In fact, despite Glaeser’s rather pointed criticism of Jacobs for her supposed failure to understand the laws of supply and demand, the similarities between the Princeton- and Harvard-educated economist and the Scranton Central High School graduate are more striking than their differences. Glaeser has described himself as a “progressive libertarian.” According to sociologist Nathan Glazer, Jacobs also had pronounced libertarian tendencies. Both are suspicious of central planning, and both celebrate the role small businesses play in thriving cities. Indeed, even the issues where Glaeser disagrees with Jacobs often rest on a misunderstanding. For instance, Glaeser faults Jacobs for criticizing density levels higher than 200 homes per acre. That criticism doesn’t accurately reflect Jacobs’ arguments. In fact, she pointedly defends Boston’s North End, with its 275-units-per-acre level of concentration. It’s true that Jacobs was wary of the monotony of tall buildings (which she associated largely with New York’s disastrous foray into building housing projects) while Glaeser is more willing to welcome big developments that expand supply. But even his defense of skyscrapers acknowledges Jacobs’ influence: Properly designed skyscrapers, he insists, can support vigorous, mixed-use street life.

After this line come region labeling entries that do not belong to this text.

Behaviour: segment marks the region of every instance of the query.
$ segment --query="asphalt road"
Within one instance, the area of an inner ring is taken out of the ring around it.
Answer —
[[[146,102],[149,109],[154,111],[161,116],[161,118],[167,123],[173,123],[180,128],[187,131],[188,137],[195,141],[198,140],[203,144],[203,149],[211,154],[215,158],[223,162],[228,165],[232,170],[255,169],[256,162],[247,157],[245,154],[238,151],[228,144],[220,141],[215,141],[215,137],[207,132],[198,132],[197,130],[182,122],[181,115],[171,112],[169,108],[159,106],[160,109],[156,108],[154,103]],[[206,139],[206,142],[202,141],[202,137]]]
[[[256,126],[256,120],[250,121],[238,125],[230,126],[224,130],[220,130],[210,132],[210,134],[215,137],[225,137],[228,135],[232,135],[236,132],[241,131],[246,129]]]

Ultimately, Jacobs and Glaeser are complementary thinkers. “Cities are thoroughly physical things,” Jacobs wrote. Her ability to influence how cities are perceived remains unrivaled. But Glaeser adds a compelling new component to that perception. His forceful case for increased density and his critique of place-centric rather than people-centric redevelopment efforts should provoke serious discussions among state and local officials for years to come.